He followed the schoolmaster across the hall, his father at his side. Father Campion had changed out of his robes. He was in conversation and, sensing William’s hesitation, his father pressed his shoulder.
“Do not be afraid. Master Cottam has spoken well of you,” he whispered. “If you see sorrow on his face it is because his brother has been betrayed at Dover and taken prisoner, not because you have displeased him.”
William knew that his schoolmaster’s brother was a priest and was aware of what might await him at the hands of Sir Francis Walsingham and the queen’s torturers. For a moment he wondered if he would be glad if Father Campion found him unsuitable and he was returned to the safety of the glover’s workshop after all.
“William.” Father Campion laid a hand on his head in blessing. “Your schoolmaster has spoken of you with much recommendation.” William felt his palms slick with sweat and wiped them on his new hose, hoping that no one would notice. “I am looking for young men to join my mission,” went on Father Campion. “Young men who want to dedicate themselves to God.

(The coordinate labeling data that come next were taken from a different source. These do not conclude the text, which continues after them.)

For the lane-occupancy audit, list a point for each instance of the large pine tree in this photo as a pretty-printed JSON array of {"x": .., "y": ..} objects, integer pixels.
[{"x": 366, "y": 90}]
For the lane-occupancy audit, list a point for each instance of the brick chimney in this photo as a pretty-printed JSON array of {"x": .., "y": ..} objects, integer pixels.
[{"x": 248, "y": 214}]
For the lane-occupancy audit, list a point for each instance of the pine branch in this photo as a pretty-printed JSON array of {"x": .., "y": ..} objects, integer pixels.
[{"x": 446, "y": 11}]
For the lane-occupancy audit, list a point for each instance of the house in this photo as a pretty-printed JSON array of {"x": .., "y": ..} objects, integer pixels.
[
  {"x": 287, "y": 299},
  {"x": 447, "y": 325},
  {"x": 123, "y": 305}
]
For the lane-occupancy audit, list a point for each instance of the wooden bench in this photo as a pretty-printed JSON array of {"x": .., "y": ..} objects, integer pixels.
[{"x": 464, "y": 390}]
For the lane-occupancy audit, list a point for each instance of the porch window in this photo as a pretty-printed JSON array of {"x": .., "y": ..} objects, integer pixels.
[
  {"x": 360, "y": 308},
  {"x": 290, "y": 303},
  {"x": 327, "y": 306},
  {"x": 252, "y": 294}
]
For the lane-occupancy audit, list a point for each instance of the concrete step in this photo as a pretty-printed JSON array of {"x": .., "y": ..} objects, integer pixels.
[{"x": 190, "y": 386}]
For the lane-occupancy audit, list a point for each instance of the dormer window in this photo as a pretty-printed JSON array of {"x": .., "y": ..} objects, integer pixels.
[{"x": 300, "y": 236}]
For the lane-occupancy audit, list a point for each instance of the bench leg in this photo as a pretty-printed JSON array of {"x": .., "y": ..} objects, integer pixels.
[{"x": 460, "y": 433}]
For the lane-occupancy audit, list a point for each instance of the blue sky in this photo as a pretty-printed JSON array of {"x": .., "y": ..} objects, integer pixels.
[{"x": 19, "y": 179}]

Do you want to dedicate yourself to God, William?” the priest asked. His sea green eyes searched William’s face.
“This is a wonderful opportunity for you,” urged his father. “You will have the chance to study and travel and to bring people to the true church. I would be proud if Father Campion chose you to go with him.”
“Where would I go?” asked William. He felt his father’s grip tighten on his shoulder.
“I plan to ride to the house of Thomas Hoghton,” the priest told him. “I hope to stay there for a while and begin my mission amongst the local people. They have lost their way in these difficult times.” He paused. “Will you come with me, William? Will you be my pupil as well as my helpmeet?” He paused again and William saw his face take on a serious look. “It will not be without risk,” he warned. “You will have to put your trust in God and know that He will give you strength − whatever is asked of you.” William glanced across at Master Cottam. “You must have no fear, only faith,” said Father Campion, “and your rewards will be manifold in the days when you are seated at the right hand of God.”
William hesitated. “Will I be able to study?” he asked after a moment.
“I can teach you rhetoric and philosophy,” said Father Campion, “and Master Cottam tells me that you like books.” He smiled. “The day is too short and the sun must run a greater circumference before I could number all the epistles, homilies and volumes amassed at Hoghton. I can teach you about the power of words, and I am keen on drama. I would value a young man who can speak boldly, and I have been told that your performances are worth witnessing.”
“I have heard that people enjoy watching me,” said William, pleased that the priest should have heard such good reports.
“I have tried to dissuade him from his interests in such a disreputable pursuit as the theatre,” his father interrupted. “He is an honest boy from a decent family.”
“I know, replied the priest. “But not all players are rogues and vagabonds. The Hoghtons keep a troupe of players at their own expense – properly employed household servants, not feckless vagrants who are whipped from town to town. And such troupes are useful as they travel to perform in the households of the faithful. Who might suspect that one plays a more important role, or that the coffers filled with gaudy costumes might hide the vestments of a priest?”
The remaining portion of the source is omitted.